O'Hanlon Brandon, Plack Christopher J, Nuttall Helen E
Department of Psychology, Lancaster University, United Kingdom.
Manchester Centre for Audiology and Deafness, The University of Manchester, United Kingdom.
J Speech Lang Hear Res. 2025 Jan 2;68(1):26-39. doi: 10.1044/2024_JSLHR-24-00162. Epub 2024 Dec 2.
In difficult listening conditions, the visual system assists with speech perception through lipreading. Stimulus onset asynchrony (SOA) is used to investigate the interaction between the two modalities in speech perception. Previous estimates of audiovisual benefit and SOA integration period differ widely. A limitation of previous research is a lack of consideration of visemes-categories of phonemes defined by similar lip movements when produced by a speaker-to ensure that selected phonemes are visually distinct. This study aimed to reassess the benefits of audiovisual lipreading to speech perception when different viseme categories are selected as stimuli and presented in noise. The study also aimed to investigate the effects of SOA on these stimuli.

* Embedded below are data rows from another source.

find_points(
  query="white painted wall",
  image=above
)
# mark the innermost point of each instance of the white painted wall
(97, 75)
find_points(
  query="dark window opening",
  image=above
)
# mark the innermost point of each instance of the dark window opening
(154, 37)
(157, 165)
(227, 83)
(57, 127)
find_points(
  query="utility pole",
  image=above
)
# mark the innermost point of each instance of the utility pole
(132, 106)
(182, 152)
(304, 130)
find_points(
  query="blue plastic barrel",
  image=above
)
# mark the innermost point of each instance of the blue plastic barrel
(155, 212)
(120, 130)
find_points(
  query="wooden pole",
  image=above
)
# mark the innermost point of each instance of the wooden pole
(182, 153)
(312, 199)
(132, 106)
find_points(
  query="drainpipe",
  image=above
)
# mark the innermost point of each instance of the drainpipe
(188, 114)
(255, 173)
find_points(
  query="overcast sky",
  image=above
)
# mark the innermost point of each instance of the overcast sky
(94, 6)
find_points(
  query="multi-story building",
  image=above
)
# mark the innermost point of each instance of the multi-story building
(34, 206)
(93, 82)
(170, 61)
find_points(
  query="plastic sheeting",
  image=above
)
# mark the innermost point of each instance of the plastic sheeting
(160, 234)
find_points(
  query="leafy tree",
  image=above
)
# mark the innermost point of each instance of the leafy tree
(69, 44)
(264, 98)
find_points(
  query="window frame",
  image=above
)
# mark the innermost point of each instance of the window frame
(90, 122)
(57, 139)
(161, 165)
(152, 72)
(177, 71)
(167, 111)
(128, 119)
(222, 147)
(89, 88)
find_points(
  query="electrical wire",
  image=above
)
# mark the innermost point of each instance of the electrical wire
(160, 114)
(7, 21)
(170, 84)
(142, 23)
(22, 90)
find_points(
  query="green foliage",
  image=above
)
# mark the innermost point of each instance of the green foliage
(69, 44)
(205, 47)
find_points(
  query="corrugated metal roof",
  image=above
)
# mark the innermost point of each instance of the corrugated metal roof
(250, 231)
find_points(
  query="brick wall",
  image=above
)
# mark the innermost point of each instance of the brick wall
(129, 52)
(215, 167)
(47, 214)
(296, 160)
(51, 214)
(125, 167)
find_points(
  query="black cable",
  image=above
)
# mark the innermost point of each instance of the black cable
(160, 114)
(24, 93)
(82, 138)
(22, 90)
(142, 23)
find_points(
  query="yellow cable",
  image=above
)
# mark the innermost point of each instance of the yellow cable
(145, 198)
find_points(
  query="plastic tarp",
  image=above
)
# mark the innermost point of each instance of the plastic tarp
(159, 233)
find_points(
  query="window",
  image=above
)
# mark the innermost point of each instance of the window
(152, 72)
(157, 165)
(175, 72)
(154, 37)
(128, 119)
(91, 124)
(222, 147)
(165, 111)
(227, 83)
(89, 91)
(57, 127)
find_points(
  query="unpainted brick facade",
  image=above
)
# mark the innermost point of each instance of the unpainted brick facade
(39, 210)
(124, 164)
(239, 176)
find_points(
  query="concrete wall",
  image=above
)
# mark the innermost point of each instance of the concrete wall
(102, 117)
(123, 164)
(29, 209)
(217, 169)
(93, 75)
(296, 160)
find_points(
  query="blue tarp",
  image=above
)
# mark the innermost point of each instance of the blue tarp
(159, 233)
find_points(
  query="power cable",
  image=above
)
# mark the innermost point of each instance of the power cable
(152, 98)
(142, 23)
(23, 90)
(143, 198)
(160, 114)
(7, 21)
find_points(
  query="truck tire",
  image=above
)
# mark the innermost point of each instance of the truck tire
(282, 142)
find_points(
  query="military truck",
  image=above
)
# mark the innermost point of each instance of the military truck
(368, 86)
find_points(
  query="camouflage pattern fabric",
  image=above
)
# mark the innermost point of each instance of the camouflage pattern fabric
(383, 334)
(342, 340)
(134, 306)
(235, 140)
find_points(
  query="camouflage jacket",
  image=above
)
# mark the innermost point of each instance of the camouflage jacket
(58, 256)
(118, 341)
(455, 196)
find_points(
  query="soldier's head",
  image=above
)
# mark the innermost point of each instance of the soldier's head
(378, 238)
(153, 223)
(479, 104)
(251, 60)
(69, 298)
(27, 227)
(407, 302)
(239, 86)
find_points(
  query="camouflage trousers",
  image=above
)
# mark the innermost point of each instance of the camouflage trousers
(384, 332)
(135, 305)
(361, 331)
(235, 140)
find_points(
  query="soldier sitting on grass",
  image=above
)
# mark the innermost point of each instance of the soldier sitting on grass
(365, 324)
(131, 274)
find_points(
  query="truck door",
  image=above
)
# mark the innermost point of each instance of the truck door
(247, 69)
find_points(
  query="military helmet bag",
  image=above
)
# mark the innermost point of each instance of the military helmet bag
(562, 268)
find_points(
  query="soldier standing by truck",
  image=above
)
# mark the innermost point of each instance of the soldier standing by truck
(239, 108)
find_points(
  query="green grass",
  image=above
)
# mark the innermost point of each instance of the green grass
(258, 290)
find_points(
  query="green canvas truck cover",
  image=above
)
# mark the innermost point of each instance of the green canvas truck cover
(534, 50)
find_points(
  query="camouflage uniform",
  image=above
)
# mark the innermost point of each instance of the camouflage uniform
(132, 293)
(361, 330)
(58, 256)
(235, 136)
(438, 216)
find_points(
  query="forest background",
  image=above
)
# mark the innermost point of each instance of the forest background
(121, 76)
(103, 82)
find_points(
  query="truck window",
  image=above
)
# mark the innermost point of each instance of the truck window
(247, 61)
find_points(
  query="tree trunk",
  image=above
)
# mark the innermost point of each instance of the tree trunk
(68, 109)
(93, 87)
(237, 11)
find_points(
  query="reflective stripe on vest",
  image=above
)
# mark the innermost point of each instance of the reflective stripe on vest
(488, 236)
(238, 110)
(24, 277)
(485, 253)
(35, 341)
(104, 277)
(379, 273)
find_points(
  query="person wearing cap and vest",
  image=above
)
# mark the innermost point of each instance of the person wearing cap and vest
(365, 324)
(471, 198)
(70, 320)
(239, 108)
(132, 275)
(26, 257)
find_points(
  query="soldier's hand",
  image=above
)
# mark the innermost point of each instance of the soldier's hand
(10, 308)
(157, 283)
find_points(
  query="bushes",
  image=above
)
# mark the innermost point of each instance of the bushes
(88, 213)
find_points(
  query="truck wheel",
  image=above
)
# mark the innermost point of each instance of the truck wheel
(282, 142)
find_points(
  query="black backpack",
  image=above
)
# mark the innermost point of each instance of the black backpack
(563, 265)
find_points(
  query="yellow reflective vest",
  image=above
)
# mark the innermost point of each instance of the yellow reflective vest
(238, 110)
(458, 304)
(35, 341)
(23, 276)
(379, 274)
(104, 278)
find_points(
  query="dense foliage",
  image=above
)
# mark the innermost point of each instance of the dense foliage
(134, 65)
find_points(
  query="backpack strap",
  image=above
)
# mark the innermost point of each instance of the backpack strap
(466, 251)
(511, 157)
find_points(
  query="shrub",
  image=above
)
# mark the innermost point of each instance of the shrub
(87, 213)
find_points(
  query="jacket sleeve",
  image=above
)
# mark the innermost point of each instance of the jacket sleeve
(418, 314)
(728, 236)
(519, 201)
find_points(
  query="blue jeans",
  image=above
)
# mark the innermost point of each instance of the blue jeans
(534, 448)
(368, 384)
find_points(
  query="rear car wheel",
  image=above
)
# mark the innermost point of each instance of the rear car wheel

Sixty participants were tested online and presented with audio-only and audiovisual stimuli containing the speaker's lip movements. The speech was presented either with or without noise and had six different SOAs (0, 200, 216.6, 233.3, 250, and 266.6 ms). Participants discriminated between speech syllables with button presses.
The benefit of visual information was weaker than that in previous studies. There was a significant increase in reaction times as SOA was introduced, but there were no significant effects of SOA on accuracy. Furthermore, exploratory analyses suggest that the effect was not equal across viseme categories: "Ba" was more difficult to recognize than "ka" in noise.

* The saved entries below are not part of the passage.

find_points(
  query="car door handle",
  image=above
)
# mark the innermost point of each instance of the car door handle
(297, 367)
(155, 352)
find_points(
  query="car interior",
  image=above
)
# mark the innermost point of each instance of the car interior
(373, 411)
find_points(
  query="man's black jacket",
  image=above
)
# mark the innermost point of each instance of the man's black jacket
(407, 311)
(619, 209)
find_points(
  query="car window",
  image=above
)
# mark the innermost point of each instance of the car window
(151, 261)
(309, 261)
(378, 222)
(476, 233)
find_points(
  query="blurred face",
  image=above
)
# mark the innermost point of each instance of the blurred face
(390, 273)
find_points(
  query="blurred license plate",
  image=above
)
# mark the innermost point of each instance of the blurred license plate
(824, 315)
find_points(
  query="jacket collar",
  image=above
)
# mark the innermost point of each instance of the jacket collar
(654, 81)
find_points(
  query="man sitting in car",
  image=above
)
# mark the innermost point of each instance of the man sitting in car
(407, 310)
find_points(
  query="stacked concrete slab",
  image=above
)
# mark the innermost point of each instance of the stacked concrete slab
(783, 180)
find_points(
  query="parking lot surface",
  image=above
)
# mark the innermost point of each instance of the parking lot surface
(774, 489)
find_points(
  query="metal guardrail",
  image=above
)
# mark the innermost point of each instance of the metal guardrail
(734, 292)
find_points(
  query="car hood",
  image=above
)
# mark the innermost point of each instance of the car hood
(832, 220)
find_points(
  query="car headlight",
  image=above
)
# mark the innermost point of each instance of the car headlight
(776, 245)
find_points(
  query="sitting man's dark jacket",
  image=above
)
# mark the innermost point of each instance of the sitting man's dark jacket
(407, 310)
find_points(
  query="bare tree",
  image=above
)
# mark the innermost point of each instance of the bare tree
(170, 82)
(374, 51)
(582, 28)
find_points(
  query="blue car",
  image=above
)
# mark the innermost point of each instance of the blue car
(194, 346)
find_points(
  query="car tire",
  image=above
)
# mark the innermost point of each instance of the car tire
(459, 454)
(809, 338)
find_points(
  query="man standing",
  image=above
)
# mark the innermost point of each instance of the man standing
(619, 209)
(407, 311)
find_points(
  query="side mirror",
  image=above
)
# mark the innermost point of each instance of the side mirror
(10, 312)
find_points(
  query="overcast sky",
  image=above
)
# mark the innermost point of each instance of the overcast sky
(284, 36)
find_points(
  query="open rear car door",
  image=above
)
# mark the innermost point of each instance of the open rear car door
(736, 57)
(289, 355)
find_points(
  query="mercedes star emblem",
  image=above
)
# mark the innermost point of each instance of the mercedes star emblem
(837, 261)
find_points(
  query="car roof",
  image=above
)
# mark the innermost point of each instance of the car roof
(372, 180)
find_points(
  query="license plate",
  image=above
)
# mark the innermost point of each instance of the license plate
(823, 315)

In summary, the findings suggest that the contributions of audiovisual integration to speech processing are weaker when considering visemes but are not sufficient to identify a full integration period.
在困难的听力条件下,视觉系统通过唇读辅助言语感知。刺激起始异步性(SOA)用于研究言语感知中两种模态之间的相互作用。先前对视听益处和SOA整合期的估计差异很大。先前研究的一个局限性是,在选择音素时没有考虑由说话者产生的相似唇动定义的视位类别,以确保所选音素在视觉上是不同的。本研究旨在重新评估当选择不同视位类别作为刺激并在噪声中呈现时,视听唇读对言语感知的益处。该研究还旨在研究SOA对这些刺激的影响。
60名参与者进行在线测试,呈现包含说话者唇动的纯音频和视听刺激。言语在有或无噪声的情况下呈现,并有六种不同的SOA(0、200、216.6、233.3、250和266.6毫秒)。参与者通过按键区分语音音节。
视觉信息的益处比先前研究中的要弱。随着SOA的引入,反应时间显著增加,但SOA对准确性没有显著影响。此外,探索性分析表明,不同视位类别之间的影响并不相同:在噪声中,“Ba”比“ka”更难识别。
总之,研究结果表明,在考虑视位时,视听整合对言语处理的贡献较弱,但不足以确定一个完整的整合期。